CJUE, 25 avril 2013, Accept, C-81/12.
Les déclarations homophobes d'une personne qui est considérée comme étant le dirigeant d'un club de football par le grand public peuvent-elles constituer "des faits qui permettent de présumer l'existence d'une discrimination" au sens de la directive 2000/78 dans le chef des employeurs du club?
C'est la question à laquelle devait répondre la CJUE dans cette affaire.

La difficulté dans cette affaire découlait du fait que si la personne qui a tenu ces propos est considérée (et se présente toujours) comme le dirigeant d'un club de football par le public, il n'a, strictement juridiquement parlant, pas d'influence sur la politique de recrutement du club. La Cour ne tient pas compte de cette difficulté et considère que "l’auteur des déclarations portant sur la politique d’embauche d’une entité déterminée [ne] doit [pas] nécessairement avoir la capacité juridique de définir directement cette politique ou encore de lier ou de représenter cette entité en matière d’embauche" (point 47).

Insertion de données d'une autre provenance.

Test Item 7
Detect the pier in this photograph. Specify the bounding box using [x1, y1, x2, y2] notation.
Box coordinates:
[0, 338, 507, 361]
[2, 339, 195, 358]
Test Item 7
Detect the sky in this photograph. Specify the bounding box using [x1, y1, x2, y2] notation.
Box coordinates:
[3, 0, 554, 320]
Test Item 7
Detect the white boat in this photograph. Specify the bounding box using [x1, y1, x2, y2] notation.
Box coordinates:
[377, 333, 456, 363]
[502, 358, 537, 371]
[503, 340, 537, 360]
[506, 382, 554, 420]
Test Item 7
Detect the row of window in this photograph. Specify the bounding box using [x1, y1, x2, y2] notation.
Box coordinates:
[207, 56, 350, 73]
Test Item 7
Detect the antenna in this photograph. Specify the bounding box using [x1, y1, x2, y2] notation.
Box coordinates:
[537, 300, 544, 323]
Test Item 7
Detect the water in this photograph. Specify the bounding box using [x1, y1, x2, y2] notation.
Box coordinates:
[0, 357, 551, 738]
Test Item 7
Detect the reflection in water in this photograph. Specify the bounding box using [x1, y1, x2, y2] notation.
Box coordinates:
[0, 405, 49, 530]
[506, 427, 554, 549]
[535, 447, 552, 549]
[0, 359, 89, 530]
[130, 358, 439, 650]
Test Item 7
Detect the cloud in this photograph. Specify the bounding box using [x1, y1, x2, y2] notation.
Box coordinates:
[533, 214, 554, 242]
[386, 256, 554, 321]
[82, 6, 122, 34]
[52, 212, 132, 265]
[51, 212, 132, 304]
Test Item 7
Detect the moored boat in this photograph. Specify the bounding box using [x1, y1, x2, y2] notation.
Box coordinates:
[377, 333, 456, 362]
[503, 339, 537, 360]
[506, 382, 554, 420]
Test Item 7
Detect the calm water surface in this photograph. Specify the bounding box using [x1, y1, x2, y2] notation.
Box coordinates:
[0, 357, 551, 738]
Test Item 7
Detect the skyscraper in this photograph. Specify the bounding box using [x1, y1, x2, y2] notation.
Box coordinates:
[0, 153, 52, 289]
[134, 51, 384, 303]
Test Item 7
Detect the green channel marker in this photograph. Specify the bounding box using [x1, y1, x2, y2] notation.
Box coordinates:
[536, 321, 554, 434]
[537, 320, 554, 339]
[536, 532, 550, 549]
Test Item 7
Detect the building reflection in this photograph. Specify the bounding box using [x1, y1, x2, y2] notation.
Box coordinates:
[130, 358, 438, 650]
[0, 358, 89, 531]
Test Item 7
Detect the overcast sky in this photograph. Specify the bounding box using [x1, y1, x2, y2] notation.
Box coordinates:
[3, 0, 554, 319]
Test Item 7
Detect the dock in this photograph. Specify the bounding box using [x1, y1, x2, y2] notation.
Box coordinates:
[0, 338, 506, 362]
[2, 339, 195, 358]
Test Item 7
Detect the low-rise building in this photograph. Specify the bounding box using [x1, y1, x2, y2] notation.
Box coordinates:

En particulier (points 49 et s.): "un employeur défendeur ne saurait réfuter l’existence de faits permettant de présumer qu’il mène une politique d’embauche discriminatoire en se limitant à soutenir que les déclarations suggestives de l’existence d’une politique d’embauche homophobe émanent d’une personne qui, bien qu’elle affirme et semble jouer un rôle important dans la gestion de cet employeur, n’est pas juridiquement capable de le lier en matière d’embauche (...) Dans une situation telle que celle à l’origine du litige au principal, le fait qu’un tel employeur n’ait pas clairement pris ses distances avec les déclarations en cause constitue un élément dont l’instance saisie peut tenir compte dans le cadre d’une appréciation globale des faits".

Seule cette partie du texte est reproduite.